“Kolejna afera dopingowa w światowym tenisie. Niedawno głośno było o wykryciu niedozwolonych substancji u Jannika Sinnera i Igi Świątek, a teraz Międzynarodowa Agencja ds. Integralności Tenisa (ITIA) nałożyła karę na kolejnego zawodnika. Tym razem zawieszenie wlepiono Rosjaninowi – Daniiłowi Sawelewowi.”, — informuje: www.sport.pl
Ostatnio w światowym tenisie głośno było o wykryciu niedozwolonych substancji w organizmach Jannika Sinnera i Igi Świątek. Dwójka tenisistów z absolutnego topu otrzymała jednak tylko drobne kary, bo udowodniła swoją niewinność w związku z przyjęciem niedozwolonych substancji nieświadomie. Na ulgę nie może liczyć tenisista z Rosji.

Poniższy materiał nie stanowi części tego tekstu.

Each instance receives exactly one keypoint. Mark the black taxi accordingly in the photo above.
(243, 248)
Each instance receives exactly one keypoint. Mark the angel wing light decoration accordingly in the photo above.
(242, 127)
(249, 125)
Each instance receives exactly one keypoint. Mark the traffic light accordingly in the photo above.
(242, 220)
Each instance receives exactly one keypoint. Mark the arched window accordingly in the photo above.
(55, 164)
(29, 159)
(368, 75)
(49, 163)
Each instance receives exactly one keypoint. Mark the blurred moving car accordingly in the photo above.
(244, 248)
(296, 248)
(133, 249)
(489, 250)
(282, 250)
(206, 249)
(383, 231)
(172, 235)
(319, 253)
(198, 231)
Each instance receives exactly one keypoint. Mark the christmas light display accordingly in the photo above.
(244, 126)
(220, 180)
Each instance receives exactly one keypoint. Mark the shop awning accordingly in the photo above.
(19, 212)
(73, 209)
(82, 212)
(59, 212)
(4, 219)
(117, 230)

Afera dopingowa w tenisie. Rosjanin zawieszony przez ITIA Rosyjski portal championat.net poinformował, że zdyskwalifikowany przez Międzynarodową Agencję ds. Integralności Tenisa (ITIA) został Daniił Sawelew. To zawodnik, który zajmuje dopiero 2492. miejsce w światowym rankingu ATP i bierze udział głównie w turniejach niższej rangi.
23-latek naruszył zasady antydopingowe, co wykryto w próbkach pobranych na turnieju w M15 w Hillcrest w RPA. Badania ujawniły w jego organizmie meldonium. Tę substancję stosują pacjenci z wadami serca, a sportowcom pozwala ona na poprawę wydolności oraz szybszą regenerację mięśni. Od 2014 meldonium znajduje się na liście substancji zakazanych.
„Sawelew otrzymał wstępne zawiadomienie o naruszeniu przepisów antydopingowych 20 sierpnia 2024 roku i tego samego dnia zawieszenie zaczęło obowiązywać. Zawodnik nie kwestionował decyzji władz” – pisze rosyjskie źródło.
Na razie nie wiadomo, jak długa kara czeka rosyjskiego tenisistę. Zawodnik, który najwyżej w światowym rankingu był na 1486. miejscu w 2022 roku, raczej nie będzie miał tylu możliwości na bronienie się, co Świątek i Sinner. Fakt, że nie kwestionował decyzji o zawieszeniu już wcześniej, może sugerować, że pogodził się z decyzją i jest świadomy swojej winy.